Further, in some embodiments, the laminating sheet-making apparatus for lithium batteries may further include a first transfer assembly 60; the first transfer assembly 60 can be disposed between the first supply assembly 20 and the thermal pack 50, which can be used to transfer the positive plate 100a to the thermal pack 50. In some embodiments, the first transfer assembly 60 can include a plurality of first transfer rollers 61, and the plurality of first transfer rollers 61 can be staggered between the first feed assembly 20 and the heat sealing assembly 50. In some embodiments, the first material conveying assembly 60 may include five first material conveying rollers 61, two of the five first material conveying rollers 61 are arranged side by side and spaced apart from each other in the direction perpendicular to the feeding direction, and the other three first material conveying rollers 61 are spaced apart from each other in the feeding direction. The positive electrode sheet 100a first passes through two first conveying rollers 61 arranged perpendicular to the feeding direction, then sequentially passes through three first conveying rollers 61 arranged at intervals along the feeding direction, and then enters between the two heating rollers 52. The plurality of first transfer rollers 61 cooperate to transfer the positive electrode sheet 100a of the first supply module 20 to the thermal pack 50.

Further, in some embodiments, the first feeding assembly 60 may further include a first tensioning wheel 62, the first tensioning wheel 62 is located between the first feeding roller 21 and the thermal sealing assembly 50, specifically, it is disposed at one side of two first feeding rollers 61 disposed along a direction perpendicular to the feeding direction and close to the thermal sealing assembly 50, the first tensioning wheel 62 may cooperate with the first feeding rollers 61 to stretch the positive electrode sheet 100a, so as to facilitate the transfer of the positive electrode sheet 100a, and avoid the bending of the positive electrode sheet 100a, thereby facilitating the thermal sealing.

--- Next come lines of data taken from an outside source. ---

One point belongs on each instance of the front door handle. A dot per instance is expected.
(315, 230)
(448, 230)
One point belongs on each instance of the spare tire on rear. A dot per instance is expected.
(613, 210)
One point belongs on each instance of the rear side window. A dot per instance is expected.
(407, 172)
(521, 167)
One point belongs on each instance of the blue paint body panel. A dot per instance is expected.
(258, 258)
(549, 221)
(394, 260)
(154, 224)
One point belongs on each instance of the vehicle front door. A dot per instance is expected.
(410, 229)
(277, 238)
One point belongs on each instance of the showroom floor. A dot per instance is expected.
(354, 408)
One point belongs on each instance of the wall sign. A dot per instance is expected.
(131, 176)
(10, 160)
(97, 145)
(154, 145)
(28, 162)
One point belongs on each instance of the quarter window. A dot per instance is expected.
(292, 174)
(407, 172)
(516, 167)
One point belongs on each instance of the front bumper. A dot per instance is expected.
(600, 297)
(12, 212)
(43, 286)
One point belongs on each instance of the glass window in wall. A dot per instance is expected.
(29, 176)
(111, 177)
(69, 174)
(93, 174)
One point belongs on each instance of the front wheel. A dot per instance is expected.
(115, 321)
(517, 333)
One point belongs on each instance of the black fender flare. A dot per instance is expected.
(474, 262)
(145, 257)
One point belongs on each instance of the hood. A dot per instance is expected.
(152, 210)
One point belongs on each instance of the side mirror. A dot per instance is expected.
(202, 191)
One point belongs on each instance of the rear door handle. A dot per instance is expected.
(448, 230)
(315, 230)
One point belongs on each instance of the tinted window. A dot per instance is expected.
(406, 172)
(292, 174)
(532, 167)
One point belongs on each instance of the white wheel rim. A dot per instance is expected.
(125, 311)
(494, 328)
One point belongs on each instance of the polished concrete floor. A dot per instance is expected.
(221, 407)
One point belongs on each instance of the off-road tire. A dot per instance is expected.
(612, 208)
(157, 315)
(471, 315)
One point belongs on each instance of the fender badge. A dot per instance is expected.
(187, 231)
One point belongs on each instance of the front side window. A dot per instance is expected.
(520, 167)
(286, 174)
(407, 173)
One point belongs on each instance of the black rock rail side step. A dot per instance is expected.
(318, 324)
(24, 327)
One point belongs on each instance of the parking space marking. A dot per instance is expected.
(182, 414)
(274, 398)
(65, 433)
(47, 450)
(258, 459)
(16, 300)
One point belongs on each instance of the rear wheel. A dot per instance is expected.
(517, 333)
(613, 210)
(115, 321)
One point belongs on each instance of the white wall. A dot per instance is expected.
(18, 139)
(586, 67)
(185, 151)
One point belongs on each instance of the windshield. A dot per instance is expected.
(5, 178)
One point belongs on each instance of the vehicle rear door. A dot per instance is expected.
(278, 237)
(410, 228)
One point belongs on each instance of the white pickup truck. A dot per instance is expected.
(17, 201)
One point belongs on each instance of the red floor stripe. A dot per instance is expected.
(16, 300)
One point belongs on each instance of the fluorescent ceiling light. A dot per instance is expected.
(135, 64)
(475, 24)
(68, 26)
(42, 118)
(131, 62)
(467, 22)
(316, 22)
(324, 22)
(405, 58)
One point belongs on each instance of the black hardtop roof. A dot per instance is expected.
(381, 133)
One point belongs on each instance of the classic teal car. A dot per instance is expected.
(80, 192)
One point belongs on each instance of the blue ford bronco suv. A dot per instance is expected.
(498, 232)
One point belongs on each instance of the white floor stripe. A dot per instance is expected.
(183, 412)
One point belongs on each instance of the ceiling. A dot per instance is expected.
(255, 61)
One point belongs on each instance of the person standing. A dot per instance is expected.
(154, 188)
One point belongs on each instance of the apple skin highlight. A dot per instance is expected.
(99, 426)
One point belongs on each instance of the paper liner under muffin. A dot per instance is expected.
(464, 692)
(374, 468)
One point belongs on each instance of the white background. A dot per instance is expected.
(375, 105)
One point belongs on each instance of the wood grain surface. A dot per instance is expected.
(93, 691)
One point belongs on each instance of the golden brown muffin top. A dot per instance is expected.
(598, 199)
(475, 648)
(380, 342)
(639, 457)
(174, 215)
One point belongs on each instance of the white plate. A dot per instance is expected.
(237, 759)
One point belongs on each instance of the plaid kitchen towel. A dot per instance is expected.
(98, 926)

Further, in some embodiments, the laminating sheet-making apparatus for lithium batteries may further include a second transfer assembly 70; the second material conveying assemblies 70 may be two sets, which are disposed corresponding to the two sets of the first material supplying assemblies 20. The second transfer assembly 70 can be disposed between the second supply assembly 30 and the thermal pack 50, and can be used to transfer the membrane on the second supply assembly 30 to the thermal pack 50. In some embodiments, the second transfer assembly 70 can include a plurality of second transfer rollers 71, and the plurality of second transfer rollers 71 can be staggered between the second feed assembly 30 and the hot sealing assembly 50. Specifically, in some embodiments, the number of the second transfer rollers 71 may be four, and of the four second transfer rollers 71, two second transfer rollers 71 are arranged side by side and at intervals in the direction perpendicular to the feeding direction, and the other two second transfer rollers 71 are arranged at intervals in the feeding direction. The diaphragm can pass through the two second material conveying rollers 71 arranged along the direction perpendicular to the feeding direction, then sequentially pass through the two second material conveying rollers 71 arranged along the feeding direction at intervals, and then enter between the two heating rollers 52 and be positioned at two sides of the positive plate 100 a. The second material transfer rollers 71 cooperate with each other to transfer the membrane of the second feeding assembly 30 to the heat sealing assembly 50, and specifically, the two sets of second material transfer assemblies 70 can transfer the first membrane 100b and the second membrane 100d to two sides of the positive electrode sheet 100a respectively.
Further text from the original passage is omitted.